Konfliktgeladenes Ex-Imperium
Am Georgien-Konflikt entzündet sich der lange Kampf zwischen Russen und Amerikanern um Einfluss in Osteuropa und Zentralasien. Georgien ist das einzige halbwegs demokratische Land im Kaukasus und strebt im Eiltempo nach Westen. Es könnte das zehnte Land sein, das ein Teilstaat oder im Einflussbereich der früheren Sowjetunion war und der Nato beiträte. Als elftes könnte die Ukraine folgen. Für Moskau ist die Erosion ein Schock. In Selbstüberschätzung und aus imperialistischer Tradition hat es in den Krieg gezogen, um Tiflis zu stoppen.
Moskaus Selbstbewusstsein und der Irrglaube des Westens, er habe es noch mit einer Supermacht zu tun, gründen sich auf vier Tatsachen: Die Russen sind nach den Amerikanern zweitstärkste Atommacht. Ihr Land ist flächenmäßig das größte der Erde. Russland verfügt über ein Viertel der weltweiten Gasreserven und ist zweitgrößter Ölproduzent der Welt. Außerdem sitzt Moskau im Uno-Sicherheitsrat.
Mindestens drei dieser Pfründe sind bei genauer Betrachtung nicht viel wert. "Wenn nun wieder vom gefährlichen Russland die Rede ist, wird ein altes Muster fortgeschrieben", sagt Hans-Henning Schröder von der Bremer Forschungsstelle Osteuropa. "Das imperiale Russland ist ein Phantomschmerz."
Die Atomwaffen der Russen sind seit 1992 nicht modernisiert worden. Die USA sagen darum, Moskau sei nicht zweitschlagfähig. Schröder weist darauf hin, dass Atomwaffen für eine reale Kriegsführung ohnehin nicht einsetzbar und ein rein politisches Drohmittel sind. Weil Russland zugleich im konventionellen Bereich veraltetes Gerät habe, ist es der Nato "klar unterlegen".
Der Kreml kann auch durch seine Vetomacht in wichtigen Gremien wie dem Uno-Sicherheitsrat nicht ungezügelt Weltgeschichte schreiben. Das Beispiel Kosovo habe gezeigt, dass die USA bei einer Blockade der Russen "ohnehin machen, was sie wollen", so Schröder.
Stabilste Säule des russischen Selbstbewusstseins sind die großen Rohstoffvorkommen, die dem Land einen steilen Aufschwung bescherten. Knapp die Hälfte des von der EU importierten Gases stammt aus Russland. Zugleich kontrolliert der Gasförderer Gazprom den Transport des kaspischen Gases und verfolgt Projekte in Nordafrika.

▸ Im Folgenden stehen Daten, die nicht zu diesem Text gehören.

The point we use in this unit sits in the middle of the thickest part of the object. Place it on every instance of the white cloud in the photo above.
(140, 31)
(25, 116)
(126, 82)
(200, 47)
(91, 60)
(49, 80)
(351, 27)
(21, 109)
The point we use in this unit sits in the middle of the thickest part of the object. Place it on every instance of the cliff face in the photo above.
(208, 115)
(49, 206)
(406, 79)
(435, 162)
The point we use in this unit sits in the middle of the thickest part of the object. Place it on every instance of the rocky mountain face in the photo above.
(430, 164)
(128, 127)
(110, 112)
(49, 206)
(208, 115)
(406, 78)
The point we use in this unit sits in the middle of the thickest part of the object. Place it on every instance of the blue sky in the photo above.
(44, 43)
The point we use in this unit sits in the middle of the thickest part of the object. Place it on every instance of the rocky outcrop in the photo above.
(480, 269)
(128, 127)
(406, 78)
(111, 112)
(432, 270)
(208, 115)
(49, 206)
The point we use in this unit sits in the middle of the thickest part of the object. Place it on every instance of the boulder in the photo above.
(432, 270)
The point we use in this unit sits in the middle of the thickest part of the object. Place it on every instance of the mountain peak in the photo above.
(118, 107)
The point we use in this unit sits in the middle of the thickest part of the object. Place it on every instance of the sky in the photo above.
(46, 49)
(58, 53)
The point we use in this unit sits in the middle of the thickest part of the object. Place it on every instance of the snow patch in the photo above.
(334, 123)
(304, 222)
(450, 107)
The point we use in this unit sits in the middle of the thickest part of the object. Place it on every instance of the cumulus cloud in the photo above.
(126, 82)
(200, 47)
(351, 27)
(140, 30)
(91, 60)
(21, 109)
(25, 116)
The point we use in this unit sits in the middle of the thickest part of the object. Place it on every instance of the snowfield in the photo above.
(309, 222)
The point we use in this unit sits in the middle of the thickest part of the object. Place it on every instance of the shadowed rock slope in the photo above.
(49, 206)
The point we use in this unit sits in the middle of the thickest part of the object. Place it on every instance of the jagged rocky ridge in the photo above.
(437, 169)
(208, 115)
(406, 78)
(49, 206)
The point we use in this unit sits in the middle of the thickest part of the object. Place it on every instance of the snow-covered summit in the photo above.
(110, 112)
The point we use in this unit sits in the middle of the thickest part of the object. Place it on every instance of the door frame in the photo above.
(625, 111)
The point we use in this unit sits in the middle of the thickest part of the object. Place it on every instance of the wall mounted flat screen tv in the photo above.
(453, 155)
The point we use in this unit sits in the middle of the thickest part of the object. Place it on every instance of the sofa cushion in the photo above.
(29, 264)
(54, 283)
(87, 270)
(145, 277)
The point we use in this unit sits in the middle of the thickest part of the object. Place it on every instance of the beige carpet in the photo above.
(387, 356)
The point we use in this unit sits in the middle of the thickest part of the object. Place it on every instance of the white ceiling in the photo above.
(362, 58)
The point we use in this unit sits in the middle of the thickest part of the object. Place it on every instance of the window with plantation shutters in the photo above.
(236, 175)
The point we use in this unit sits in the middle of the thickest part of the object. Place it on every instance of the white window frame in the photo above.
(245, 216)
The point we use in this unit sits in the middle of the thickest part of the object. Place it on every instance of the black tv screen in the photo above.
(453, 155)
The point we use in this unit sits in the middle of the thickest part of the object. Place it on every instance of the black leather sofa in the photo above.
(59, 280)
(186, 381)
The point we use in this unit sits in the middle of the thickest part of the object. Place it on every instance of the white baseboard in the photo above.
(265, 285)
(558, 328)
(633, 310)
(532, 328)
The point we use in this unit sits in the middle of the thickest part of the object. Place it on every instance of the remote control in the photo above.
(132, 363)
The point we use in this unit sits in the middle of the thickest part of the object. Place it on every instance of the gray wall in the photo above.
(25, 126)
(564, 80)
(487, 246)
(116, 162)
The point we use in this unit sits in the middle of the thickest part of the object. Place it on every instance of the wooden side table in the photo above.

"Trotzdem überschätzen die Russen ihre wirtschaftliche Stärke", sagte Anders Aslund vom Washingtoner Peterson Institute for International Economics. Mit 2,5 Prozent tragen sie "sehr wenig" zum Weltbruttosozialprodukt bei. Trotz steigender Preise sinken die Öl- und Gasexporte Moskaus. Dass es seine Reserven vor allem gegenüber alten Vasallen als Machtmittel nutzt, werde ihm schaden: "Der Westen wird sich abwenden und neue Partner suchen."
Vom Wohlstand sind in Russland die Massen ausgeschlossen. Schuld ist der korrupte Staat, sagen Aslund und Schneider. Schneider sieht darum bereits einen Sozialkonflikt heraufziehen, der Russland von innen gefährde.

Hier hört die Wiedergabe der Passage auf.